Confederate Memorial in Arlington National Cemetery Likely to Be Removed
This weekend I learned through the grapevine that the Congressional Commission, charged with all “Department of Defense items that commemorate the Confederate States of America,” will recommend the removal of the Confederate Memorial in Arlington National Cemetery. Regular readers of this blog will remember that I just recently visited this particular site with a group of history teachers.
It’s a problematic site if ever there was one. The 32-foot tall memorial is located at the center of roughly 265 Confederate graves, including Moses Ezekiel who designed the memorial. It is the second tallest memorial in the entire cemetery.
It is incredibly difficult to explain to people why these graves and memorial exist in a cemetery that began as a site to commemorate the citizen-soldiers who helped to save the Union and abolish slavery. By the early twentieth century, Arlington became the final resting place for servicemen and women who fought and died in all subsequent wars.

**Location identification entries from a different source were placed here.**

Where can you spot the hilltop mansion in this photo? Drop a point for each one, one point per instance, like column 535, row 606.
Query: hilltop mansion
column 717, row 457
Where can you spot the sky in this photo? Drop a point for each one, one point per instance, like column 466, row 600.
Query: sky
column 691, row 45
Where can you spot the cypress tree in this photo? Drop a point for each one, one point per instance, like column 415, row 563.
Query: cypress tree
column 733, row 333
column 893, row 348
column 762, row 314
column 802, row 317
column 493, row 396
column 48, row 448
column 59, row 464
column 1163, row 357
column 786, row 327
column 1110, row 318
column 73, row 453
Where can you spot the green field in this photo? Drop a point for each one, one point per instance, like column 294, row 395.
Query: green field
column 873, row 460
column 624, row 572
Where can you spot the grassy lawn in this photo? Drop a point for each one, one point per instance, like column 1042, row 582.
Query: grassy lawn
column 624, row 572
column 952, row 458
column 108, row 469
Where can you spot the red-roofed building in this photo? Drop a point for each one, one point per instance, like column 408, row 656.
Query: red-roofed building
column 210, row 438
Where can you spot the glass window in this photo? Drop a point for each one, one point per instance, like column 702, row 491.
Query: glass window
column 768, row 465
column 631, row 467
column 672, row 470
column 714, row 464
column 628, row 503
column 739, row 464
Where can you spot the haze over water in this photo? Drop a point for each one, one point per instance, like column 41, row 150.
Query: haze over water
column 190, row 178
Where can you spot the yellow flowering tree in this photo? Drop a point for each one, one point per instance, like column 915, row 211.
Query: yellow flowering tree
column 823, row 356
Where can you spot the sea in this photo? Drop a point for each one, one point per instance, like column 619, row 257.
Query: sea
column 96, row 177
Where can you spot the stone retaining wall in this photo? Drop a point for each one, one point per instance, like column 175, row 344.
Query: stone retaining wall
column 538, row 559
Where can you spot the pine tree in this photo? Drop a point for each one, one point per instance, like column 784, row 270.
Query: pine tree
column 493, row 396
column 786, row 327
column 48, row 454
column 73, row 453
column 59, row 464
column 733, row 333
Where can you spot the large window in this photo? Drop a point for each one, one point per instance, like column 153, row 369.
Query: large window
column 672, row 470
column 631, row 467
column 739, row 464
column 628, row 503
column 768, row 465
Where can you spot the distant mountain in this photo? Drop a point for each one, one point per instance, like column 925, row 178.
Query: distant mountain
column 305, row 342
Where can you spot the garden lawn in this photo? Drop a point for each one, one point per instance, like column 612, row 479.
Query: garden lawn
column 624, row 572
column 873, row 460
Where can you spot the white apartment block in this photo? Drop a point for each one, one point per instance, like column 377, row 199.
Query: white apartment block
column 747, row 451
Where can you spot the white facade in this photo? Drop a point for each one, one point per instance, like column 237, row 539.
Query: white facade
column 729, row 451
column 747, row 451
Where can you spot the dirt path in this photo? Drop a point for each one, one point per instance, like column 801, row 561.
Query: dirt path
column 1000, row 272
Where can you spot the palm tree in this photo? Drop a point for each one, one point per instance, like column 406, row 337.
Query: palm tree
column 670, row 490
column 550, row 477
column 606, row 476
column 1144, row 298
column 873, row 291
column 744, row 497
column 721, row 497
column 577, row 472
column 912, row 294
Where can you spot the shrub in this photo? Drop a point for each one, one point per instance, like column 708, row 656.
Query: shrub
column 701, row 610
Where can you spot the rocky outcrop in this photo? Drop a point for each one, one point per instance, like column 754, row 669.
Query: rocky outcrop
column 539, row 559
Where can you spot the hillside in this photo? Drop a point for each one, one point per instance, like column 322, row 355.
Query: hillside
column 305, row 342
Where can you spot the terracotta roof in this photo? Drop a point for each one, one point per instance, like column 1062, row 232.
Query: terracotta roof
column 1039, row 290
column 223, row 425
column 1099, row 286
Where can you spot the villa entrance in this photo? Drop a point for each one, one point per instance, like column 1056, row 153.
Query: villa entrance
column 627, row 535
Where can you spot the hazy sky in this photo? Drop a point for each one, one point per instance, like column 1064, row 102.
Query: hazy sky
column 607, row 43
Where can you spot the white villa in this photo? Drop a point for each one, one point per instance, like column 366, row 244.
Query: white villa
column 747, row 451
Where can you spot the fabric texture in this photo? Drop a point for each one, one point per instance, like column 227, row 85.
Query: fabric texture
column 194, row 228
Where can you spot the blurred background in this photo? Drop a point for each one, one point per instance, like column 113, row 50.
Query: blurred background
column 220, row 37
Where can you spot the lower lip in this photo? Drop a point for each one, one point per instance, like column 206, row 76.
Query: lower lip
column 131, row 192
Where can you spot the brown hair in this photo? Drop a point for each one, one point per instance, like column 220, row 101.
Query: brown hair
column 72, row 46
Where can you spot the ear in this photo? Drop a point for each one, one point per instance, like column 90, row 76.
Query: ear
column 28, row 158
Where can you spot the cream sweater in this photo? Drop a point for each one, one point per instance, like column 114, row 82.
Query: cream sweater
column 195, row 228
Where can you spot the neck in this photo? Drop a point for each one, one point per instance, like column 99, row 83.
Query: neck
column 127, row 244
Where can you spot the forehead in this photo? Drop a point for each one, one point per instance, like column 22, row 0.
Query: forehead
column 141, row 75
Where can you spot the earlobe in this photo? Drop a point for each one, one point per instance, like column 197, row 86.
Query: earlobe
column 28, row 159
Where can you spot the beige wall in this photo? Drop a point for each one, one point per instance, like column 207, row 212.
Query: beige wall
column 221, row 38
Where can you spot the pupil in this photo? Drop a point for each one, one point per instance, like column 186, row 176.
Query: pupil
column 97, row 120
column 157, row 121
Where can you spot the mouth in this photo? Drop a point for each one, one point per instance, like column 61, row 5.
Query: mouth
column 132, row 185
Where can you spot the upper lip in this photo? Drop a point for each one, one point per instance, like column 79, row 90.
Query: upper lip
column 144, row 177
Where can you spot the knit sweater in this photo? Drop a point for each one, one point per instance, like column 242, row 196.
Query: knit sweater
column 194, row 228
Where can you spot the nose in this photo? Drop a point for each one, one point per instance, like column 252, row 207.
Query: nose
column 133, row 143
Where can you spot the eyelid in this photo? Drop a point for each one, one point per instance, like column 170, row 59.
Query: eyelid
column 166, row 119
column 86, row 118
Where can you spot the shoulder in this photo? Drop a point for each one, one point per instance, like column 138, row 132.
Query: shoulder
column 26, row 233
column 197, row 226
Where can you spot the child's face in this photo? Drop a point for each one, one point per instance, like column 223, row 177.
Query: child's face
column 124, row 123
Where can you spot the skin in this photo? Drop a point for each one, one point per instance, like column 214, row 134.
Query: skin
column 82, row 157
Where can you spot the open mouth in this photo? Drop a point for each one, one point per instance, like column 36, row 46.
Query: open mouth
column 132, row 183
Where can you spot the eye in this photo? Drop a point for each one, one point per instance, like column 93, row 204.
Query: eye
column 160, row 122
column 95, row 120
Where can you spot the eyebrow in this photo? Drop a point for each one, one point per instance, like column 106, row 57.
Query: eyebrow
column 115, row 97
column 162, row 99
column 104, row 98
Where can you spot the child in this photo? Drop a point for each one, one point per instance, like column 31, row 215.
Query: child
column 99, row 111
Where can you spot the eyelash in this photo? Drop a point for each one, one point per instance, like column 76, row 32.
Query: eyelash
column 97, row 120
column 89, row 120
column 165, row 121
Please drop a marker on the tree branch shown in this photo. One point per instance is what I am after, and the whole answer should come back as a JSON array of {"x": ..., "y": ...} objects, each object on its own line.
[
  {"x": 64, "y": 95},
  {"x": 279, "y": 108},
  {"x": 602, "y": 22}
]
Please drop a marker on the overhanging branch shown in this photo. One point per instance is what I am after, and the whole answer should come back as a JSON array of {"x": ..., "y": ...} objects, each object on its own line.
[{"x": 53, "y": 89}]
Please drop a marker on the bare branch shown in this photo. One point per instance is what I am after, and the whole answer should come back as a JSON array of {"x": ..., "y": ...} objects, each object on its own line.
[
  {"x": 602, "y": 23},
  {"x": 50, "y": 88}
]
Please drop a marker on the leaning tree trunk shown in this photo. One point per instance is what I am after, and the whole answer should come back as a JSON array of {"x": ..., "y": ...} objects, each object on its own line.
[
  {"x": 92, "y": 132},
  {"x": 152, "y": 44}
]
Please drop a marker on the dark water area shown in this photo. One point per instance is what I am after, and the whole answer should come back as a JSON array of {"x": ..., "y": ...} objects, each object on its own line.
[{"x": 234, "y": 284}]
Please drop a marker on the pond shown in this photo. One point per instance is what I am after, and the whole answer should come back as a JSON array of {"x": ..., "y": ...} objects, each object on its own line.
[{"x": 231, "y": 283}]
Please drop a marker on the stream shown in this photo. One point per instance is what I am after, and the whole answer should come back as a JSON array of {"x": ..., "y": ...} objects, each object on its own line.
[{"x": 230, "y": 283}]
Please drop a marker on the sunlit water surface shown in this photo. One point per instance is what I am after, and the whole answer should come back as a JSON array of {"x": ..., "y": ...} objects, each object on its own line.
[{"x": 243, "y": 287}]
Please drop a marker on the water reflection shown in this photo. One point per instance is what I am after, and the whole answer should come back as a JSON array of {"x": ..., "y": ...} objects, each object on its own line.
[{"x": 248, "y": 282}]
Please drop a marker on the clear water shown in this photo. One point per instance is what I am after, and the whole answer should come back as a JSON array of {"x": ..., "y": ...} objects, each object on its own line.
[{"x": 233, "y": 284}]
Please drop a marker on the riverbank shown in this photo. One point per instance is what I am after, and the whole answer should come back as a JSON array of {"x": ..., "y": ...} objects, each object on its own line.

I’ve always struggled with the contrast between the location of most of the United States Colored Troops in Section 27—an area that sees very few visitors—and the Confederate section, which is just a stones throw from Arlington House.
The U.S. Army has always been uncomfortable with this particular site and only recently has it begun to take steps toward interpretation. From what I understand, the Army supports its removal…well sort of.
The plan is to remove all the bronze, including the statue at the top, state shields, the frieze reliefs around the center, and the inscriptions. At the end of the process, it will be unidentifiable as a Confederate memorial.
The Confederate graves will remain.
If and when this happens, it will be one of the most significant Confederate monument removals to date.